After such conversion or consolidation shall have taken place all the provisions contained in this or the special Act which require or imply that the capital of the company shall be divided into shares of any fixed amount, and distinguished by numbers, shall, as to so much of the capital as shall have been so converted or consolidated into stock, cease and be of no effect, and the several holders of such stock may thenceforth transfer their respective interests therein, or any parts of such interests, in the same manner and subject to the same regulations and provisions as or according to which any shares in the capital of the company might be transferred under the provisions of this or the special Act; and the company shall cause an entry to be made in some book, to be kept for that purpose, of every such transfer; and for every such entry they may demand any sum not exceeding the prescribed amount, or, if no amount be prescribed, a sum not exceeding [F112½p.]
Textual Amendments
F1Words substituted by virtue of Decimal Currency Act 1969 (c. 19), s. 10(1)

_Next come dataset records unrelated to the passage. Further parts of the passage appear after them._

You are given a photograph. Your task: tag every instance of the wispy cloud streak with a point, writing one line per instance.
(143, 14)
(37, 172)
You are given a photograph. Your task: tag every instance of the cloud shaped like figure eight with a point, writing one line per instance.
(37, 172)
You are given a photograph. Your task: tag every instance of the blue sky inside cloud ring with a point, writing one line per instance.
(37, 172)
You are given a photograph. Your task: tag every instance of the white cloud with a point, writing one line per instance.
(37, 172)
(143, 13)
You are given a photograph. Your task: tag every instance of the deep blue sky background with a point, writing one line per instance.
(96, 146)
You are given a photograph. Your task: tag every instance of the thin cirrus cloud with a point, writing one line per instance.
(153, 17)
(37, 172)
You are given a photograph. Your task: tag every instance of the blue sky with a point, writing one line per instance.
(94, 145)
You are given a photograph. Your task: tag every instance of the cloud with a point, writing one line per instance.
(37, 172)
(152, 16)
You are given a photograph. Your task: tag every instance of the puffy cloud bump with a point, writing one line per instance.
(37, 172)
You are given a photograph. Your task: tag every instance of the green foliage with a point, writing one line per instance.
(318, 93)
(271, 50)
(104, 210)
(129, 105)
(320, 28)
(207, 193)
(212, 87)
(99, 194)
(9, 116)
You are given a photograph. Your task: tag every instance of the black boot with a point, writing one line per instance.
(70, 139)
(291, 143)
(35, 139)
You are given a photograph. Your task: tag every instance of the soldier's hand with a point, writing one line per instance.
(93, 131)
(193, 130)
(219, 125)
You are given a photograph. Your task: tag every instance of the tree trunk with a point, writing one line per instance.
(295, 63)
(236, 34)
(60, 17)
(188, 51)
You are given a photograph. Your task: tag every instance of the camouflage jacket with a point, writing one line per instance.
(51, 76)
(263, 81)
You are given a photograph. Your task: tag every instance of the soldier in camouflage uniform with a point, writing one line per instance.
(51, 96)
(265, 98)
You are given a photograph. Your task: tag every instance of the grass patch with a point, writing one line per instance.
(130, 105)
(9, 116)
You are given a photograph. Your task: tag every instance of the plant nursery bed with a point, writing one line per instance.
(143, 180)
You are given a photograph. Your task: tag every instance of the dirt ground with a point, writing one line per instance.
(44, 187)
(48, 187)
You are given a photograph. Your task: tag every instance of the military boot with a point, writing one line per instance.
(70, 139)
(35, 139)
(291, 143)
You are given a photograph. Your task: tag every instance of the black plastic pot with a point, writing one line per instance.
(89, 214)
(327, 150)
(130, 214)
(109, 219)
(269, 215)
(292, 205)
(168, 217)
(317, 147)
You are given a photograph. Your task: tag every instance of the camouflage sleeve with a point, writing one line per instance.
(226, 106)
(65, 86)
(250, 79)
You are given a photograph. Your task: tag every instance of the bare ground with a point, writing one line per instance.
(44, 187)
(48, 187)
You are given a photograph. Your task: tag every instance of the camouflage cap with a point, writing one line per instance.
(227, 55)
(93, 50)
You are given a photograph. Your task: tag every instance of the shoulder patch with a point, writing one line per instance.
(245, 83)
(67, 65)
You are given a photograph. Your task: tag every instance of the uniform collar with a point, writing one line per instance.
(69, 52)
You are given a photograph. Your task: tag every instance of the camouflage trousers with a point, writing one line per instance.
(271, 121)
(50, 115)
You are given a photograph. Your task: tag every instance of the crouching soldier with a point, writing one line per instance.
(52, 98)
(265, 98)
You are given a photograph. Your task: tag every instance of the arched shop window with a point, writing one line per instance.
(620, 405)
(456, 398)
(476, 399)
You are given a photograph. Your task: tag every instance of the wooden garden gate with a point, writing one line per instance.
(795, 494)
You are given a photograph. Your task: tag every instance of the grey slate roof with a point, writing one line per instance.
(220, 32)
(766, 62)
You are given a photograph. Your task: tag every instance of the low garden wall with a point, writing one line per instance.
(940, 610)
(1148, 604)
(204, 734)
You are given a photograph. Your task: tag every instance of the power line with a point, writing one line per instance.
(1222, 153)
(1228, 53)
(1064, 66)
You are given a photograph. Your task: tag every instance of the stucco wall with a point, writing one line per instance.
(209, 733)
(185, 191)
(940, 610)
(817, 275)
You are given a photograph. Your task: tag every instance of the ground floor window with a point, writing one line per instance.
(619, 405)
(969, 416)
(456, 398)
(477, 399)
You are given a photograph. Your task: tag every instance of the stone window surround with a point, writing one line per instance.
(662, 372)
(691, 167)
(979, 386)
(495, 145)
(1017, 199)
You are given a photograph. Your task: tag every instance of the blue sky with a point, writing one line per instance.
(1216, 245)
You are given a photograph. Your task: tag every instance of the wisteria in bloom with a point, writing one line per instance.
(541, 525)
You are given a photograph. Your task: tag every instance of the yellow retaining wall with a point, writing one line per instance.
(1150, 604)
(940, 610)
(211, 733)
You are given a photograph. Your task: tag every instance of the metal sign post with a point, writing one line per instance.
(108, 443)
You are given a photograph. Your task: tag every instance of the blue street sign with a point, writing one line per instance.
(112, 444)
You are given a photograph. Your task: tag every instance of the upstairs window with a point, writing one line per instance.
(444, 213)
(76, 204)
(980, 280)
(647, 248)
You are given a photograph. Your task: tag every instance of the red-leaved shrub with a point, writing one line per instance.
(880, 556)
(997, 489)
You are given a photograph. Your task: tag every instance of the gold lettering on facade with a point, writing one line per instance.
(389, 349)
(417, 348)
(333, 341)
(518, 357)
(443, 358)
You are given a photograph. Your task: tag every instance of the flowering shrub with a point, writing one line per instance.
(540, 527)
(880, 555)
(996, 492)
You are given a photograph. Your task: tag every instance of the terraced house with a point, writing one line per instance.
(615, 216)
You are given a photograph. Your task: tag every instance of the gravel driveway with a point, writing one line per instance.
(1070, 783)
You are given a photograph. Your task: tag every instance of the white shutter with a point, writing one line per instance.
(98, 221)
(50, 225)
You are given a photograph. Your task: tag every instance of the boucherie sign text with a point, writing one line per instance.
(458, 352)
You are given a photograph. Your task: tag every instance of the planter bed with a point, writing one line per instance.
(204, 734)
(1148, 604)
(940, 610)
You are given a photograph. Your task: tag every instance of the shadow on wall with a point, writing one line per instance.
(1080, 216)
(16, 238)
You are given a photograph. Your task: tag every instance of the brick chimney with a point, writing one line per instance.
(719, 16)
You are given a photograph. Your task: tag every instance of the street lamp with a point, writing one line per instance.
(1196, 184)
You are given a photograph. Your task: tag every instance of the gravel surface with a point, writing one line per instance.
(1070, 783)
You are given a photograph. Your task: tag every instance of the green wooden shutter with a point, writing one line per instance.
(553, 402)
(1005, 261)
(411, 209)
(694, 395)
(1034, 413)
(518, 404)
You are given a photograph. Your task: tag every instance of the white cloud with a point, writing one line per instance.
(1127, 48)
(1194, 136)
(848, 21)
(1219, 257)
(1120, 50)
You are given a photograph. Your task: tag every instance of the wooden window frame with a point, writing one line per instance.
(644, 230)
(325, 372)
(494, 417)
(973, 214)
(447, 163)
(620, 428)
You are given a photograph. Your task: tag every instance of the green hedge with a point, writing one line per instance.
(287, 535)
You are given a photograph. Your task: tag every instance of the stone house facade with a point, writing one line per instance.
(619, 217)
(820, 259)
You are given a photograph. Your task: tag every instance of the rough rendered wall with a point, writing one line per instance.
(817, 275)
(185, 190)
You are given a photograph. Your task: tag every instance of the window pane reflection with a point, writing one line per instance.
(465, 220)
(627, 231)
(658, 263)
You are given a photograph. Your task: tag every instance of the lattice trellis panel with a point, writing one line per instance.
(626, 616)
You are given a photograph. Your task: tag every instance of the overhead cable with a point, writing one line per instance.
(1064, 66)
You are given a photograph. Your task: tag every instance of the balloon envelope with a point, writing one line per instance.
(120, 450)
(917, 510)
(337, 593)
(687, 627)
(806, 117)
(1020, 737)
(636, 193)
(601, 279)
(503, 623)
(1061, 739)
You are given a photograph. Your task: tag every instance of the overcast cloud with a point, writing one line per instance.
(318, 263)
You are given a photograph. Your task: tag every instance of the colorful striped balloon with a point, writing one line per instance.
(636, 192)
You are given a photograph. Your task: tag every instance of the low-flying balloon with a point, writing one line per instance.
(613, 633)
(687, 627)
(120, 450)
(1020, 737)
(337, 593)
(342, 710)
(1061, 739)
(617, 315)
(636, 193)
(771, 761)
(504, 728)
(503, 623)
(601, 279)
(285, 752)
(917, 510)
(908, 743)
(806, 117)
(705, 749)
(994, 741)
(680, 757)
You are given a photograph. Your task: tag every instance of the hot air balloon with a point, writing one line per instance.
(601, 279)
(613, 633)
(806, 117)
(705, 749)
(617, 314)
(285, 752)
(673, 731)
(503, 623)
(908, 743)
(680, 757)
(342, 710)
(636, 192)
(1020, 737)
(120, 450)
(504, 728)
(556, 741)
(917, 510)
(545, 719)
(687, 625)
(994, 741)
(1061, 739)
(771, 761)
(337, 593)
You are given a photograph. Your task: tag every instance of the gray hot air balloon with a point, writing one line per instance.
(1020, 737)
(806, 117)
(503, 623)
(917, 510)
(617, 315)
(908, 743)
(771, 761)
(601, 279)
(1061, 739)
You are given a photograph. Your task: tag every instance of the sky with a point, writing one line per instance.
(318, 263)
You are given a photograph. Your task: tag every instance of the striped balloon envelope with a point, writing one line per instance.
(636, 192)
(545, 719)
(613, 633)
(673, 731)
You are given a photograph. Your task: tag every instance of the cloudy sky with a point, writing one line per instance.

The company shall from time to time cause the names of the several parties who may be interested in any such stock as aforesaid, with the amount of the interest therein possessed by them respectively, to be entered in a book to be kept for the purpose, and to be called “The Register of Holders of Consolidated Stock,” and such book shall be accessible at all seasonable times to the several holders of shares or stock in the undertaking.
Modifications etc. (not altering text)
C1S. 63 excluded (5.7.1994) by 1994 c. viii, s. 25(1)
The several holders of such stock shall be entitled to participate in the dividends and profits of the company, according to the amount of their respective interests in such stock; and such interests shall, in proportion to the amount thereof, confer on the holders thereof respectively the same privileges and advantages, for the purpose of voting at meetings of the company, qualification for the office of directors, and for other purposes, as would have been conferred by shares of equal amount in the capital of the company, but so that none of such privileges or advantages, except the participation in the dividends and profits of the company, shall be conferred by any aliquot part of such amount of consolidated stock as would not, if existing in shares, have conferred such privileges or advantages respectively.
And be it enacted, that all the money raised by the company, whether by subscriptions of the shareholders, or by loan or otherwise, shall be applied, firstly, in paying the costs and expences incurred in obtaining the special Act, and all expences incident thereto, and, secondly, in carrying the purposes of the company into execution.